Ignition and flame propagation behaviors of titanium alloys in oxygen-enriched atmospheres

Titanium and its alloys are promising structural materials for advanced aircraft engine applications. However, they are susceptible to ignition and combustion because of their active chemical performance, high combustion heat, and poor heat conductivity. In this study, the ignition and flame propagation behaviors of Ti, TC4 (Ti-6Al-4V), TC11 (Ti-6.5Al-3.5Mo-1.5Zr-0.3Si), and TC17 (Ti-5Al-2Sn-2Zr-4Mo-4Cr) alloys were systematically investigated and compared using promoted ignition-combustion tests in oxygen-enriched environments. The results show that the ignition phenomenon of the four titanium alloys all involve a sharp increase in temperature, explosive melting, and visible light. Nevertheless, the ignition temperature, maximum temperature and molten pool temperature follow the order as TC17>TC11>TC4>Ti.

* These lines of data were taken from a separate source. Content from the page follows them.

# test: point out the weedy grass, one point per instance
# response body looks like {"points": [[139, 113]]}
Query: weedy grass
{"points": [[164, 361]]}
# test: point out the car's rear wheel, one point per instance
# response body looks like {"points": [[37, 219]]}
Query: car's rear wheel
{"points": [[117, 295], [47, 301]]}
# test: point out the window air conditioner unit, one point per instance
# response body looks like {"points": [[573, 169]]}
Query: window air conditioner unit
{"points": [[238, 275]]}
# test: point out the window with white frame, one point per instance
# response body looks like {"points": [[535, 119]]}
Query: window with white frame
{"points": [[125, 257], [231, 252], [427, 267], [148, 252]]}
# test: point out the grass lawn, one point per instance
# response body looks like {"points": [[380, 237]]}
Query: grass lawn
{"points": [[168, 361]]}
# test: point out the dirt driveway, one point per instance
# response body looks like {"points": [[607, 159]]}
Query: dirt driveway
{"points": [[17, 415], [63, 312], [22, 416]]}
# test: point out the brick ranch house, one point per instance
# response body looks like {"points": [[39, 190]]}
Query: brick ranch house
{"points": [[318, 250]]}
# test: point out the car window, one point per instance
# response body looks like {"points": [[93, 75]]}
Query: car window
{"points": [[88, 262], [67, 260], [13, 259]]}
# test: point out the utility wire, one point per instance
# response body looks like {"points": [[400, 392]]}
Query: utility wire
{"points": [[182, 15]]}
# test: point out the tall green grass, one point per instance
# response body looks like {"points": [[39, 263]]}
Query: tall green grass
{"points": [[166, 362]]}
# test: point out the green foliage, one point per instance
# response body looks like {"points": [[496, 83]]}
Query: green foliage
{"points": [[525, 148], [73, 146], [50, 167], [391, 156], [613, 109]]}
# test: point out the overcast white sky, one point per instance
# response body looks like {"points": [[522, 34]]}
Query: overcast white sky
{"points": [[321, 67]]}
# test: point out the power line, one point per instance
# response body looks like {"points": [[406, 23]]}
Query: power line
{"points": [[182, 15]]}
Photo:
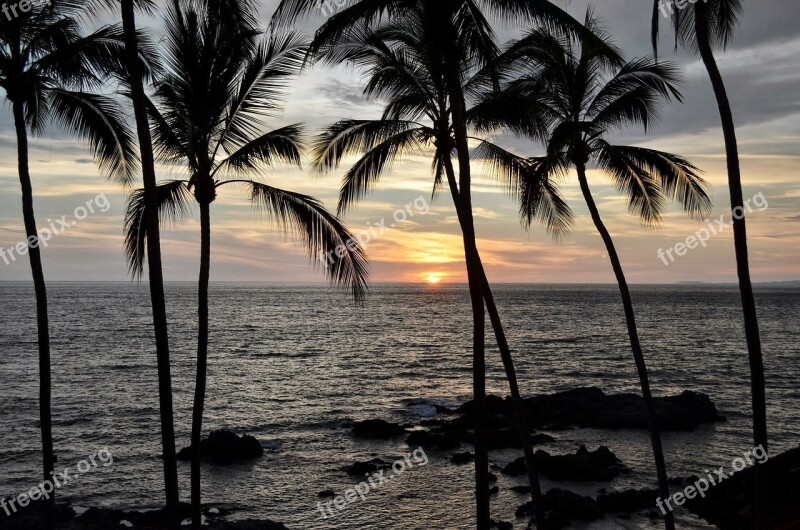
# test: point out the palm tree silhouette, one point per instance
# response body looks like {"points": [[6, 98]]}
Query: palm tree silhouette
{"points": [[222, 77], [702, 27], [573, 108], [49, 70], [133, 76], [405, 64]]}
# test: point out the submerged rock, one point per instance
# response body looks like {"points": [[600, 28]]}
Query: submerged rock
{"points": [[377, 429], [729, 504], [225, 447], [462, 458], [565, 505], [366, 468], [598, 465], [627, 501], [591, 407]]}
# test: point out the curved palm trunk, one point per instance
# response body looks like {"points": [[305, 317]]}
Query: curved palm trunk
{"points": [[511, 372], [156, 277], [202, 361], [42, 321], [475, 279], [519, 405], [633, 334], [757, 381]]}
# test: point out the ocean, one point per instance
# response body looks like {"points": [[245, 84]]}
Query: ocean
{"points": [[292, 364]]}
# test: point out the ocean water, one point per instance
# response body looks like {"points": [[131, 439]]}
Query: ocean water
{"points": [[291, 364]]}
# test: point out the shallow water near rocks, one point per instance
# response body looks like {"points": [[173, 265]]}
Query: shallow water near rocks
{"points": [[290, 364]]}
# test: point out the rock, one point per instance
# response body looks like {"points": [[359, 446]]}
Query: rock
{"points": [[598, 465], [565, 505], [627, 501], [225, 447], [591, 407], [442, 441], [377, 429], [369, 467], [729, 504], [462, 458]]}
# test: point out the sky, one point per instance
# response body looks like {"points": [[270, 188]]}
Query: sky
{"points": [[761, 68]]}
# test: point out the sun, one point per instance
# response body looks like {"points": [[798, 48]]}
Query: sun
{"points": [[433, 277]]}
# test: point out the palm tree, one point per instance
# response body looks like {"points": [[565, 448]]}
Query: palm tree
{"points": [[48, 70], [135, 80], [580, 107], [406, 67], [223, 76], [702, 27]]}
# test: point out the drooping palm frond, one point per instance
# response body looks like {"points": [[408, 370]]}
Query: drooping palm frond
{"points": [[282, 145], [633, 95], [174, 199], [645, 197], [719, 17], [540, 198], [261, 87], [364, 174], [327, 239], [354, 136], [678, 178], [98, 120]]}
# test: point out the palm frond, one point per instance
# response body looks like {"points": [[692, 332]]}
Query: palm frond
{"points": [[364, 174], [327, 239], [100, 121], [645, 196], [540, 198], [174, 200], [679, 179], [282, 145]]}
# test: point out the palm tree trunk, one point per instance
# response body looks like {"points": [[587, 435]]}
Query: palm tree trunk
{"points": [[202, 360], [757, 381], [508, 365], [157, 296], [519, 405], [633, 334], [42, 322], [475, 279]]}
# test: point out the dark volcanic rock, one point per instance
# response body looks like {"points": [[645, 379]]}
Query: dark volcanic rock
{"points": [[566, 505], [442, 441], [225, 447], [729, 504], [627, 501], [598, 465], [377, 429], [591, 407], [366, 468], [462, 458]]}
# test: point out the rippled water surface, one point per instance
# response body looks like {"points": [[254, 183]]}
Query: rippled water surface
{"points": [[291, 364]]}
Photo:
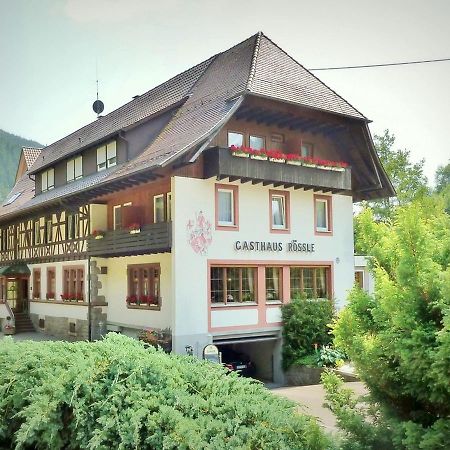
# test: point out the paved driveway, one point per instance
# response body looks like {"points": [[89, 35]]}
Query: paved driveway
{"points": [[311, 399], [31, 336]]}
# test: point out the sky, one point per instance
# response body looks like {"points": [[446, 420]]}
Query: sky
{"points": [[51, 52]]}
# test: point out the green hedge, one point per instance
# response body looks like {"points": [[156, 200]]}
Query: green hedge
{"points": [[118, 394]]}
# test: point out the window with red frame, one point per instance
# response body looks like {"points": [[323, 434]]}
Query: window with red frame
{"points": [[36, 283], [51, 283], [144, 284], [73, 283]]}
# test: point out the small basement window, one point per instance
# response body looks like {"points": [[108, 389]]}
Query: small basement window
{"points": [[13, 198], [72, 328]]}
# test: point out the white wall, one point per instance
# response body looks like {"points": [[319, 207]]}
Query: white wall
{"points": [[59, 266], [190, 196], [114, 288], [361, 265]]}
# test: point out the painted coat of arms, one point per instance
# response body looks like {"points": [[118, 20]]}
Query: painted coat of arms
{"points": [[199, 233]]}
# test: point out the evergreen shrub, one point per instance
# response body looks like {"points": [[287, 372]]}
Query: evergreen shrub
{"points": [[117, 393], [305, 323]]}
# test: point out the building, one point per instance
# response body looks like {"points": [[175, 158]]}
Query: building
{"points": [[167, 212]]}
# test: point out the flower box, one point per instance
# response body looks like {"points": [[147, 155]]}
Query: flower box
{"points": [[241, 154], [294, 162]]}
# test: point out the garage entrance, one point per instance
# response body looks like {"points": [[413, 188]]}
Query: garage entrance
{"points": [[262, 352]]}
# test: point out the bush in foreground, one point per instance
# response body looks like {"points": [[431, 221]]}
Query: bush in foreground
{"points": [[118, 394], [399, 338]]}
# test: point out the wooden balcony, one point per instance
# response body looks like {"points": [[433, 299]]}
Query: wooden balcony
{"points": [[220, 162], [154, 238]]}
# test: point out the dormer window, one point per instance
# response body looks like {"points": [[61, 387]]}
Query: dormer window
{"points": [[75, 169], [48, 179], [257, 142], [106, 156]]}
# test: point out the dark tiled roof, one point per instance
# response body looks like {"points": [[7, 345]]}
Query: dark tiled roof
{"points": [[142, 107], [30, 154], [277, 75], [209, 93]]}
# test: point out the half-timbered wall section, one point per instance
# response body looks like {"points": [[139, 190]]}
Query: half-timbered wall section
{"points": [[55, 236]]}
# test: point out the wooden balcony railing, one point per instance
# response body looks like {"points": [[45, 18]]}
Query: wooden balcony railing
{"points": [[154, 238], [219, 162]]}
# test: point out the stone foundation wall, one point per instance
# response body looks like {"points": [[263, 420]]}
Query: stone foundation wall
{"points": [[60, 327]]}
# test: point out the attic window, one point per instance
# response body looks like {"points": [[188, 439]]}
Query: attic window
{"points": [[13, 198], [48, 180], [106, 156], [75, 168]]}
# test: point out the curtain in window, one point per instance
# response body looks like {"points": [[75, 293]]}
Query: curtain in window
{"points": [[321, 282], [321, 211], [225, 207], [278, 218]]}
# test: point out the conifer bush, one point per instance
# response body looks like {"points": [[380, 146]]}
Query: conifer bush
{"points": [[118, 394]]}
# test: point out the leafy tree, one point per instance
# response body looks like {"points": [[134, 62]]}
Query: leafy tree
{"points": [[442, 178], [407, 178], [399, 339], [118, 394]]}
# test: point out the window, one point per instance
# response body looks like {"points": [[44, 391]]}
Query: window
{"points": [[226, 207], [257, 142], [75, 168], [309, 282], [274, 283], [118, 216], [231, 285], [71, 226], [48, 180], [73, 283], [3, 239], [48, 230], [279, 211], [106, 156], [36, 283], [144, 284], [359, 279], [51, 283], [12, 199], [169, 207], [236, 139], [158, 208], [307, 150], [277, 137], [37, 232], [322, 214]]}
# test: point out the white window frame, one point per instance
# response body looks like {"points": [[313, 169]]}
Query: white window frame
{"points": [[74, 169], [114, 217], [325, 229], [233, 220], [169, 207], [235, 132], [155, 198], [283, 226], [257, 137], [363, 278], [106, 156], [46, 176]]}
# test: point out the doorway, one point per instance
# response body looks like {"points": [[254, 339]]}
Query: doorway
{"points": [[17, 294]]}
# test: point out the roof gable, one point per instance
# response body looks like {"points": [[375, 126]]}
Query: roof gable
{"points": [[277, 75]]}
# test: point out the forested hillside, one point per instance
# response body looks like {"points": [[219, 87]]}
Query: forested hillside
{"points": [[10, 148]]}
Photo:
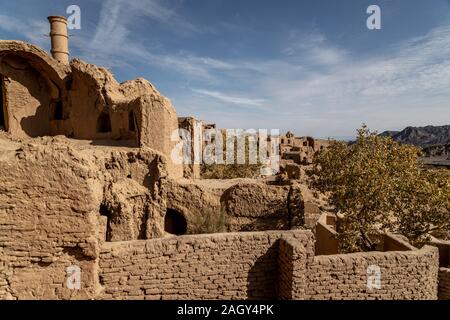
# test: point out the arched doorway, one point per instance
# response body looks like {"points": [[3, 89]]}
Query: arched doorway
{"points": [[2, 107], [175, 222]]}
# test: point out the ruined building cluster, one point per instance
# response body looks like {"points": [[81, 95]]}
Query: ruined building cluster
{"points": [[87, 183]]}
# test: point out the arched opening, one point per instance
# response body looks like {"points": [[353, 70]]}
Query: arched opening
{"points": [[175, 222], [106, 212], [131, 121], [104, 123], [58, 112], [2, 107]]}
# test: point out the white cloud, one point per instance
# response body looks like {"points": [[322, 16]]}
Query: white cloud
{"points": [[32, 30], [242, 101]]}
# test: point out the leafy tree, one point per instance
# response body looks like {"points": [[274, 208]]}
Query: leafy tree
{"points": [[235, 170], [377, 184]]}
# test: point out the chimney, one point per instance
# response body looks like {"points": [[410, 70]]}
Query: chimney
{"points": [[59, 38]]}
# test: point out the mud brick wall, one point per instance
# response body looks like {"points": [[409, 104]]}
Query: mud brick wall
{"points": [[294, 257], [444, 284], [404, 275], [220, 266], [46, 223]]}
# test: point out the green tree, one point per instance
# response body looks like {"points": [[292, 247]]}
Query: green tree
{"points": [[377, 184]]}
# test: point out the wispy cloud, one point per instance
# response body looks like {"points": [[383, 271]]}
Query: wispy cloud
{"points": [[242, 101]]}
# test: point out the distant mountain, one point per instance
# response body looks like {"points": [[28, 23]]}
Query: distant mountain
{"points": [[422, 136]]}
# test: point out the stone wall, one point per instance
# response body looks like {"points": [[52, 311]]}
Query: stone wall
{"points": [[404, 275], [261, 265], [51, 196], [444, 283], [219, 266]]}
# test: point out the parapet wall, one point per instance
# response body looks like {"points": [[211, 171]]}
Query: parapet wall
{"points": [[259, 265], [221, 266]]}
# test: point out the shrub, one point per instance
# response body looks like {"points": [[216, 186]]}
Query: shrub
{"points": [[378, 185]]}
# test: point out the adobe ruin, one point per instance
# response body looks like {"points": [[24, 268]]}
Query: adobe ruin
{"points": [[87, 180]]}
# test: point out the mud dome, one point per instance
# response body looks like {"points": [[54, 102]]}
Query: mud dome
{"points": [[87, 180]]}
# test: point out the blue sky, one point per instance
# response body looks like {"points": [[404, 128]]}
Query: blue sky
{"points": [[309, 66]]}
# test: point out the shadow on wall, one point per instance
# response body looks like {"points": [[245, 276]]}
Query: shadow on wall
{"points": [[175, 222], [38, 124], [262, 277]]}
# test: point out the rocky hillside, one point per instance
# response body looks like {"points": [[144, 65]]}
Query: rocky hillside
{"points": [[422, 136]]}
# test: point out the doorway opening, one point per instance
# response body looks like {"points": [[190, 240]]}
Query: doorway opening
{"points": [[2, 107], [175, 222]]}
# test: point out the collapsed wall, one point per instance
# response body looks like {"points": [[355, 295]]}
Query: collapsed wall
{"points": [[61, 198], [250, 205], [42, 97]]}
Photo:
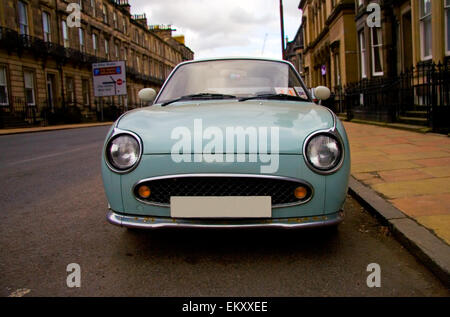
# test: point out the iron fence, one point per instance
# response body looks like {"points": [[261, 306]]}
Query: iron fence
{"points": [[422, 91]]}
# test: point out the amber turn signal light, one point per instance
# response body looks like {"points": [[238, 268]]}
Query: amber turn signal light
{"points": [[300, 192], [144, 191]]}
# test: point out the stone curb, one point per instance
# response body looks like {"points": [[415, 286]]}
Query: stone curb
{"points": [[52, 128], [429, 249]]}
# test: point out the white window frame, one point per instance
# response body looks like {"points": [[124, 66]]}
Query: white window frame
{"points": [[377, 46], [23, 19], [46, 22], [65, 33], [447, 25], [363, 53], [4, 84], [32, 87], [422, 18]]}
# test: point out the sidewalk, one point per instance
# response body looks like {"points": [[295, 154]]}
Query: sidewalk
{"points": [[53, 127], [408, 169]]}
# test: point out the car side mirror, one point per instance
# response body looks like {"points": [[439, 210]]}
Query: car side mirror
{"points": [[322, 92], [147, 94]]}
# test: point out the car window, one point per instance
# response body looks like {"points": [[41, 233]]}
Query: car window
{"points": [[240, 78]]}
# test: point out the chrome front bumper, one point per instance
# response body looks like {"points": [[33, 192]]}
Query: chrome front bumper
{"points": [[164, 222]]}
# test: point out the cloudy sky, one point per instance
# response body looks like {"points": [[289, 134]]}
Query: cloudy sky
{"points": [[225, 27]]}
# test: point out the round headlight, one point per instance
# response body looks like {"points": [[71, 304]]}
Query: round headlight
{"points": [[123, 151], [323, 152]]}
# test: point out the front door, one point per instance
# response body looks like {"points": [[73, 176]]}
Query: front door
{"points": [[50, 91]]}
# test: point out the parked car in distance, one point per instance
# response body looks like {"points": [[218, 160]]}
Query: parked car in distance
{"points": [[227, 142]]}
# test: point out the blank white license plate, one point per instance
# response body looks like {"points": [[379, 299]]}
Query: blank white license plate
{"points": [[221, 207]]}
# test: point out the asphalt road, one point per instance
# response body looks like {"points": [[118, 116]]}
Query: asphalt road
{"points": [[53, 213]]}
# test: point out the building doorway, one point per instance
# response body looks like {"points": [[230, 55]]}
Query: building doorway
{"points": [[407, 61]]}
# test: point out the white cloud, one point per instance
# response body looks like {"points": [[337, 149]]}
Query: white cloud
{"points": [[225, 28]]}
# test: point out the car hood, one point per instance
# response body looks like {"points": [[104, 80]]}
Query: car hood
{"points": [[160, 128]]}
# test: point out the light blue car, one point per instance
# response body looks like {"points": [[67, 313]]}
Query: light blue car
{"points": [[228, 143]]}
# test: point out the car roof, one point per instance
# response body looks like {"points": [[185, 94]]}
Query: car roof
{"points": [[237, 58]]}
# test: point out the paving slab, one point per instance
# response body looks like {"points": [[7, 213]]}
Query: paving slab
{"points": [[407, 186]]}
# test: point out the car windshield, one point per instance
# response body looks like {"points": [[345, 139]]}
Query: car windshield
{"points": [[244, 78]]}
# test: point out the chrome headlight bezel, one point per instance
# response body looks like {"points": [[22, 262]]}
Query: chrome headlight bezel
{"points": [[332, 133], [107, 157]]}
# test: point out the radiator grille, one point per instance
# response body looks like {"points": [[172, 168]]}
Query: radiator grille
{"points": [[281, 190]]}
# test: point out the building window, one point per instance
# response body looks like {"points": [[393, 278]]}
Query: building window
{"points": [[425, 28], [65, 34], [3, 87], [447, 27], [85, 91], [94, 43], [46, 26], [23, 18], [116, 51], [337, 70], [377, 66], [105, 14], [29, 88], [81, 39], [115, 19], [70, 90], [362, 51], [93, 7]]}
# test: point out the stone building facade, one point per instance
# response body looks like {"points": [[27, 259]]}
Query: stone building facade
{"points": [[329, 51], [45, 61]]}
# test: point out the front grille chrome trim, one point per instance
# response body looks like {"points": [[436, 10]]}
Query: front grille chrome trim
{"points": [[218, 175]]}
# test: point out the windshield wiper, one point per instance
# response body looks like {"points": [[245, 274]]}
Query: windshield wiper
{"points": [[274, 96], [201, 96]]}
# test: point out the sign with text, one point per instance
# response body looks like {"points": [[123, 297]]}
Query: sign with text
{"points": [[109, 79]]}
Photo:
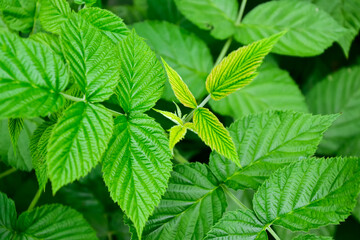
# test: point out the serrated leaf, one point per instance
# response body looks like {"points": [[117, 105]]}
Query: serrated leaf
{"points": [[239, 224], [266, 142], [92, 58], [77, 142], [53, 13], [38, 148], [109, 24], [217, 16], [214, 134], [46, 222], [193, 203], [272, 89], [31, 78], [177, 133], [15, 126], [338, 93], [181, 90], [184, 51], [309, 194], [136, 166], [310, 30], [142, 76], [173, 117], [19, 15], [238, 69]]}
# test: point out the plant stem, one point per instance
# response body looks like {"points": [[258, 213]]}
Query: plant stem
{"points": [[7, 172], [233, 197], [273, 233], [35, 199]]}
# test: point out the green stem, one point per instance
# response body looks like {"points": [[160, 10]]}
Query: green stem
{"points": [[35, 199], [7, 172], [233, 197], [273, 233]]}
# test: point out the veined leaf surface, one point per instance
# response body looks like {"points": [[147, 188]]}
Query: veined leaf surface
{"points": [[238, 69], [77, 142]]}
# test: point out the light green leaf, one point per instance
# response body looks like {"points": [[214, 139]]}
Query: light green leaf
{"points": [[338, 93], [266, 142], [15, 126], [214, 134], [177, 133], [238, 69], [214, 15], [173, 117], [310, 30], [92, 58], [55, 222], [109, 24], [30, 84], [346, 13], [136, 166], [239, 224], [309, 193], [142, 76], [193, 203], [184, 51], [272, 89], [53, 13], [181, 90], [38, 148], [18, 14], [77, 142]]}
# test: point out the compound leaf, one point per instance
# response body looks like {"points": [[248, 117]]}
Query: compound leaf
{"points": [[309, 193], [238, 69], [92, 58], [266, 142], [217, 16], [240, 224], [193, 203], [310, 30], [214, 134], [136, 166], [181, 90], [31, 78], [77, 143]]}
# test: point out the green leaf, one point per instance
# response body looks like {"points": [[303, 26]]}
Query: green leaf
{"points": [[177, 133], [181, 90], [193, 203], [38, 148], [142, 76], [184, 51], [217, 16], [309, 193], [109, 24], [239, 224], [310, 30], [15, 126], [18, 15], [30, 83], [214, 134], [266, 142], [173, 117], [346, 13], [238, 69], [55, 222], [272, 89], [92, 58], [136, 166], [53, 13], [77, 142], [338, 93]]}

The critical pressures of the four alloys increases with increasing sample size and decreasing oxygen concentration, whereas ignition temperature of the four alloys decreases with increasing oxygen pressure. The activation energy for ignition of the four alloys are determined, and the difference in the activation energy for ignition among the four alloys is very slight. Assessment of the relevant burning kinetics reveal that the burning velocity for the four alloys increases with increasing oxygen pressure. The activation energy for combustion of Ti, TC4, TC11, and TC17 alloys are determined to be 131.20 kJ mol(-1), 136.57 kJ mol(-1), 150.56 kJ mol(-1), and 100.19 kJ mol(-1) respectively by fitting the relationship between oxygen pressure and molten pool temperature. Furthermore, the effects of alloy elements on ignition critical conditions, and the burning kinetics controlled by the melting point of solid-liquid interface and activation energy for combustion are discussed.